Seoul Metropolitan Government launched Next Local Mid-Career 2026 this week — recruiting 50 mid-career residents to start locally-rooted businesses in Ganghwa, Samcheok, Gangjin, Haenam, Yeongju, and Mungyeong. Financial support, on-site mentoring, AI and social media training, connections to Seoul direct-sales channels. The programme is small — fifty people — but the logic is significant: Seoul is the first major East Asian city to explicitly position mid-career experience as a startup asset rather than a barrier. The support structure is comprehensive. The geography is deliberate: regional cities where local knowledge matters more than tech fluency. Seoul’s programme is in year one. Osaka’s merchant tradition is in year four hundred. Both are pointing in the same direction.
50+ advantage in Seoul: Government programme support. Local knowledge premium in regional cities. AI training included. Best for: locally-rooted food, culture, and tourism businesses.
Tokyo 🇯🇵 — The 「職人」 Model. The Country Where Deep Experience Is the Competitive Advantage.

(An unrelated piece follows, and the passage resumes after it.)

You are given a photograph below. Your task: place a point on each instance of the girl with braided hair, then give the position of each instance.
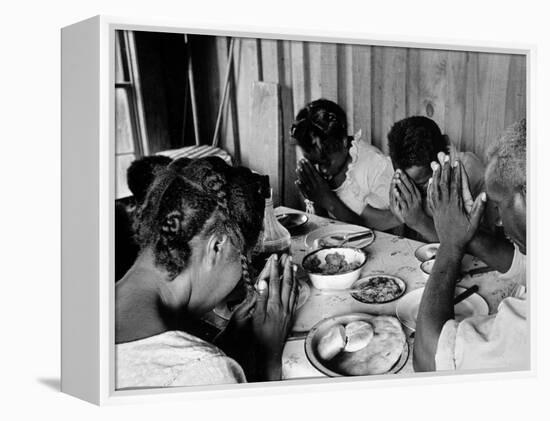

Japan’s shokunin culture — the artisan who has spent decades perfecting a single skill to the point of mastery — is the philosophical infrastructure for 50+ entrepreneurship that no government programme can replicate from scratch. In Tokyo, the founder who spent twenty-five years as a logistics manager at a major trading company and launches a precision supply chain consultancy at 53 is not starting over. They are monetizing mastery. METI’s Silver Startup Initiative provides the institutional support: subsidized mentorship, preferential procurement access, extended loan terms. SusHi Tech Tokyo 2026 — which opened this month — included a dedicated track for mature founders solving urban problems. Japan’s data is unambiguous: businesses founded by people over 55 have a five-year survival rate approximately 30 percentage points higher than those founded by people under 35. Tokyo is the city where that data has the deepest cultural resonance.
50+ advantage in Tokyo: Shokunin culture. METI Silver Startup support. Deep corporate network monetization. Best for: B2B expertise businesses, craft and manufacturing, professional services.
Taipei 🇹🇼 — The TSMC Generation’s Second Chapter. Asia’s Highest SME Density. Spinoff Culture at Scale.
Taiwan has the highest density of small and medium enterprises in Asia relative to its population. The culture of spinning off from large technology companies — TSMC, UMC, MediaTek, Foxconn — to build specialized component and service businesses is structurally embedded in how Taiwan’s economy works. The engineer who spent twenty-five years at TSMC and launches a precision materials testing consultancy at 54 is not an outlier in Taipei. They are following a well-worn path. The ecosystem supports them: experienced founder networks, angel investors who understand deep technology, supply chain relationships that are impossible to build from scratch but come with the territory when you already know everyone. Taiwan’s specific advantage for the 50+ technical founder is that the knowledge accumulated in two decades of semiconductor or electronics manufacturing is precisely the knowledge that the global supply chain is willing to pay for.
50+ advantage in Taipei: Deep tech spinoff culture. SME ecosystem density. Global supply chain access. Best for: Technical B2B, precision manufacturing services, deep-tech consulting.